Where Are You? Dataset

The Where Are You? (WAY) dataset consists of 6,134 human embodied localization dialogs across 87 unique indoor environments. The dataset is constructed on the Matterport3D dataset enviroments using the Matterport3D Simulator and was collected using crowd-sourcing on Amazon Mechanical Turk.


v1.0 contains the processed data that is necessary for the LED task. Additional data is needed to work on the tasks of Embodied Visual Dialog (modeling the Observer) and Cooperative Localization (modeling both agents). Please contact: meerahahn@gatech.edu to get the data and starter code for these tasks.


  • train: 4,050 episodes, 58 scenes
  • valSeen: 305 episodes, 58 scenes
  • valUnseen: 579 episodes, 11 scenes
  • test: 1,200 episodes, 18 scenes
word_embeddings.zip (13 MB)
  • Download and place into 'data/language/'
  • glove_weights_matrix.npy is extracted from a 300d GloVe file
  • w2v_weights_matrix.npy is extracted from a 300d Word2Vec file

floorplans.zip (103 MB)
  • Download and place into 'data/floorplans/'
  • Contains top down views of each floor of the house as well as files which associate the pixels on top down maps with Matterport3D panoramic nodes
  • allScans_Node2pix.json is a dictionary of each scan and its panorama ids. Each panorama id is associated with a list where the first index is the pixel coordinates and the third index is the floor of the house the pano is on.

connectivity.zip (2 MB)
  • Download and place into 'data/connectivity/'
  • Contains the connectivity of the Matterport3D panoramic nodes

way_splits.zip (2 MB)
  • Contains the annotations for the train, val and test splits. In the test split, for each episode we do not provide the finalLocation, navPath or detailedNavPath. Test evaluations should be done on the evaluation and leaderboard server.
  • episodeId and socketId is unique to each annotation.
  • dialogArray is an array of each message in chronological order alternating between the Locator and the Observer, starting with the Locator.
  • navPath is an array of viewpoint ids in chronological order that the Observer visits during the episode.
  • detailedNavPath contains the paths taken by the Observer between each round in the dialog. Each array in the list represents a turn of the Observer. Each navigation move is represented by an tuple of [viewpoint, pixel location, floor].

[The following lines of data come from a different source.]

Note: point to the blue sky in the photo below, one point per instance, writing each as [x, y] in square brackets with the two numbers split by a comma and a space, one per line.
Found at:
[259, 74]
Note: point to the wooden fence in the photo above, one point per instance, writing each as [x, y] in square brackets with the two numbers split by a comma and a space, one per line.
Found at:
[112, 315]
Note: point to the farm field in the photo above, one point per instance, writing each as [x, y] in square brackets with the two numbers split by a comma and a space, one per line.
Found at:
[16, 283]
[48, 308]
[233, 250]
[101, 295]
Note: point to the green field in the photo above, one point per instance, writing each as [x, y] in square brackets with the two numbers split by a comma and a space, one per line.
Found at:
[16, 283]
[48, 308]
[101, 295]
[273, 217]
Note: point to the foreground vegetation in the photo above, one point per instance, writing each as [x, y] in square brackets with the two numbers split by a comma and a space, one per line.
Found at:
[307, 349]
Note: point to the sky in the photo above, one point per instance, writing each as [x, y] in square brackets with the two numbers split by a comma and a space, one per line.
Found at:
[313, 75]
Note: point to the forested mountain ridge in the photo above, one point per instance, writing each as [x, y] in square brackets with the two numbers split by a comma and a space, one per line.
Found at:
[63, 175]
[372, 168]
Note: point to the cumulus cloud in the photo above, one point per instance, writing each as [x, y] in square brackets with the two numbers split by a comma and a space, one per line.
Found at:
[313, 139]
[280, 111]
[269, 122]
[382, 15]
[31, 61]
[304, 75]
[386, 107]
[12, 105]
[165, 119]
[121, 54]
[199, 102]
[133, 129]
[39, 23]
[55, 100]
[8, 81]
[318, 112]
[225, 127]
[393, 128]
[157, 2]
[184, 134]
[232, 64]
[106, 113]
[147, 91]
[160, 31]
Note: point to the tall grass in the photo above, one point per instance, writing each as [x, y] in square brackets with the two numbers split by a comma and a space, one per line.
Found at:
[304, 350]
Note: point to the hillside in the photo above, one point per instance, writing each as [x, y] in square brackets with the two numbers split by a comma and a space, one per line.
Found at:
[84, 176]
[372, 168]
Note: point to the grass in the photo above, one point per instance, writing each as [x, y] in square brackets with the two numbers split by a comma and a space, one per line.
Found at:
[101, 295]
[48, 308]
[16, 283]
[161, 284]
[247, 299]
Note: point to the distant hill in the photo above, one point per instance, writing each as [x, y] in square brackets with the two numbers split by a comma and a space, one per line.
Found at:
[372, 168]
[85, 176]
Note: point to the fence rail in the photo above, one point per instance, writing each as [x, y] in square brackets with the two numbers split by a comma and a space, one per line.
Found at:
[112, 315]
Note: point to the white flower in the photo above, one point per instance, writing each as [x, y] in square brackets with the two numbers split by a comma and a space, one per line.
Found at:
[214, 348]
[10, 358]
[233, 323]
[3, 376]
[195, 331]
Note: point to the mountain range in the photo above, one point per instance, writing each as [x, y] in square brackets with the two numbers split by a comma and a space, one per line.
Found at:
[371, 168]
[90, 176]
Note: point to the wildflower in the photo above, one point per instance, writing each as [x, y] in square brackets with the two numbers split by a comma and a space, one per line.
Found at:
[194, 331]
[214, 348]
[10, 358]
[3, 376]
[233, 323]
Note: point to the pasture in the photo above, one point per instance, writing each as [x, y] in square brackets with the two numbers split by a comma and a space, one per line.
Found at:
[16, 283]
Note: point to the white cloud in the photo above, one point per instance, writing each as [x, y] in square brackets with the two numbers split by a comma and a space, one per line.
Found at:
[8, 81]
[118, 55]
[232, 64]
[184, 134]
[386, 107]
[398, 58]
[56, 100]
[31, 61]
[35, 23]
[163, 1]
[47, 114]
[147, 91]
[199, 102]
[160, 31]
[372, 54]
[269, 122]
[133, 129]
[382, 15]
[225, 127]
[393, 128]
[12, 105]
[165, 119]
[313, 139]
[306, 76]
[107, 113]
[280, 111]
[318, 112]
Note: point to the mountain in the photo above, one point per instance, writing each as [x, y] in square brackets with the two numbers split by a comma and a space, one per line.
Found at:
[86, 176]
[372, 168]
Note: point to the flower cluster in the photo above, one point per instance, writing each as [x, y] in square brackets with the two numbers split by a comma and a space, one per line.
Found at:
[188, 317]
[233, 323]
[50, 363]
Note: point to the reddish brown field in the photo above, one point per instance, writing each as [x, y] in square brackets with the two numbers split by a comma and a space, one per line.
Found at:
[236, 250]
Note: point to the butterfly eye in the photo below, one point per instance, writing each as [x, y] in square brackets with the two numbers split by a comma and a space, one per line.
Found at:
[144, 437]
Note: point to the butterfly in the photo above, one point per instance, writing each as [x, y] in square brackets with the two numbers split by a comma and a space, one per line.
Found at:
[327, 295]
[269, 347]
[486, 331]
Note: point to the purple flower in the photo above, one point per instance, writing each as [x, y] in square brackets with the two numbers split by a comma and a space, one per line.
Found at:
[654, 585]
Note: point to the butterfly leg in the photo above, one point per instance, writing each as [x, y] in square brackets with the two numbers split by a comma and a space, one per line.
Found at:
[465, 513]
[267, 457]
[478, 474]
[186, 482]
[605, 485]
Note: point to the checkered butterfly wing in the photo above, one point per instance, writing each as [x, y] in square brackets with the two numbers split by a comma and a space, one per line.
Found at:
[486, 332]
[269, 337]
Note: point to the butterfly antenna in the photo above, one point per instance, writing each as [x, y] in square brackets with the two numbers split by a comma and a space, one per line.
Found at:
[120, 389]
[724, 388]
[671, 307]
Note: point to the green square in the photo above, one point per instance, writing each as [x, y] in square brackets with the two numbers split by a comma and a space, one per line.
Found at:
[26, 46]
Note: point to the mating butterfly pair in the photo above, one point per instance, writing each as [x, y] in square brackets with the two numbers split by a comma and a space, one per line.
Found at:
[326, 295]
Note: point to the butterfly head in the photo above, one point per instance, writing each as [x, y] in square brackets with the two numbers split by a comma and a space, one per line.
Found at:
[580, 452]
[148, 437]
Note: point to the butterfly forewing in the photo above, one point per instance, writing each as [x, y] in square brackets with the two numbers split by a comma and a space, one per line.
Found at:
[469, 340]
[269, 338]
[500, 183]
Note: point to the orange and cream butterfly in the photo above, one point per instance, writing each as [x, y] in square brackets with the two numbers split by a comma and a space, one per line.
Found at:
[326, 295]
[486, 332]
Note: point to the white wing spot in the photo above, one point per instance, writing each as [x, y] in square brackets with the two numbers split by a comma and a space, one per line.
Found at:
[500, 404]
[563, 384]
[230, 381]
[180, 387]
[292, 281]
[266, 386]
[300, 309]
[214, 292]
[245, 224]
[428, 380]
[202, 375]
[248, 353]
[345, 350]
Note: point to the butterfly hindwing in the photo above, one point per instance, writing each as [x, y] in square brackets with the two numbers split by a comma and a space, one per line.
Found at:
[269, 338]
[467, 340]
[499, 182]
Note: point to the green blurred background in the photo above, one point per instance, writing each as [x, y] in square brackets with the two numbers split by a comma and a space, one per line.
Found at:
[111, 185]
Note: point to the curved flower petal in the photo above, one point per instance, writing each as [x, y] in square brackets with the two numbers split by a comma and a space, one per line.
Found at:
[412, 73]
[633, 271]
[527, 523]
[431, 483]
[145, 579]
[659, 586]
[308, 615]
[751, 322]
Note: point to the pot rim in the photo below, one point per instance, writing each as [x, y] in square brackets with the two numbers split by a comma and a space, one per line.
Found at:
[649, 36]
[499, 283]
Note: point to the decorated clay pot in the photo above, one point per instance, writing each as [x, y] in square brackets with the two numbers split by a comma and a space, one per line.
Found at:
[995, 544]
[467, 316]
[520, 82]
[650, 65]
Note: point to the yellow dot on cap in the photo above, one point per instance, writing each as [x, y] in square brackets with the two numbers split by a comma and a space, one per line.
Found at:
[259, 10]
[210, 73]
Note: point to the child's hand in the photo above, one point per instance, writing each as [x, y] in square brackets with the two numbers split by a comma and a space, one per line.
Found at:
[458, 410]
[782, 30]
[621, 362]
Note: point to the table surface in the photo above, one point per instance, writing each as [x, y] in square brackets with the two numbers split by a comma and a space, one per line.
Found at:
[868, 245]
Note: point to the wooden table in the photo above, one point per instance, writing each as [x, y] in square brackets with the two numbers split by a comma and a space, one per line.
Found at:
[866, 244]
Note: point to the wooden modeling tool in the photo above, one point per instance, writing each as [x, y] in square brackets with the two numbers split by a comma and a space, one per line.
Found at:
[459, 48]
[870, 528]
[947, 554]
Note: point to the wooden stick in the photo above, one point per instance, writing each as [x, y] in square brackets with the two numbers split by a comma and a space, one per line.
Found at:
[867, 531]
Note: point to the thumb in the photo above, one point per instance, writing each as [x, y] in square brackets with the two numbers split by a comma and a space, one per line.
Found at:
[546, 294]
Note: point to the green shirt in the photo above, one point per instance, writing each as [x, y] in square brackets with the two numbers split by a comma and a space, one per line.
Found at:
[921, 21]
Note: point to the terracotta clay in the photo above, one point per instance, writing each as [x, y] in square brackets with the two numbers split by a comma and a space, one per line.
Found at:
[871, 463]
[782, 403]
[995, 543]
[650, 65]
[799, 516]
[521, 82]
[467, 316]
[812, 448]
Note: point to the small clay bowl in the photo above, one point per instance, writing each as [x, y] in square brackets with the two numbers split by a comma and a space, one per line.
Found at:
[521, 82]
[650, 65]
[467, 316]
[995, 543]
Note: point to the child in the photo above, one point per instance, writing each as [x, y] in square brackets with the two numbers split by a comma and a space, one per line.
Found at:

Format of {split}_data.json

      "episodeId": "3041", 
      "scanName": "5q7pvUzZiYa", 
      "dialogArray": [
                      "what do you see?", 
                      "look for a white couch next to a rug with square patterns that are blue black and white.", 
                      "yup. where are you standing in that room?", 
      "finalLocation": {
        "viewPoint": "32073c62923f40c590dcac826c72e2a7", 
        "floor": 0, 
        "pixel_coord": [388, 353], 
        "mesh_coord": [1.08773, 0.892166]
      "navPath": ["efc16a390eb54273be07a53c9ac005b3", "8c29de2e66404a1faf0d953ae8bb67cf", ...], 
      "detailedNavPath": [
        ["efc16a390eb54273be07a53c9ac005b3", ..., "32073c62923f40c590dcac826c72e2a7"], 
        ["32073c62923f40c590dcac826c72e2a7", ..., "32073c62923f40c590dcac826c72e2a7"]
      "socketId": "xVc8PpN1yMkdtRafAATMxYipgp5ZDsWP8McmAATL"

Trained Models to download for LED Task

lingunet-skip.pt (65.7 MB)
  • Download and place into 'data/models/lingunet-skip.pt'
  • Contains the trained lingunet-skip model described in the paper for the LED task.

crossmodal_simple.pt (72.2 MB)
  • Download and place into 'data/models/crossmodal_simple.pt'
  • Contains the trained simple crossmodal model to predict the best viewpoint on the navigation graph.

crossmodal_att.pt (67.4 MB)
  • Download and place into 'data/models/crossmodal_att.pt'
  • Contains the trained crossmodal model with attention to predict the best viewpoint on the navigation graph.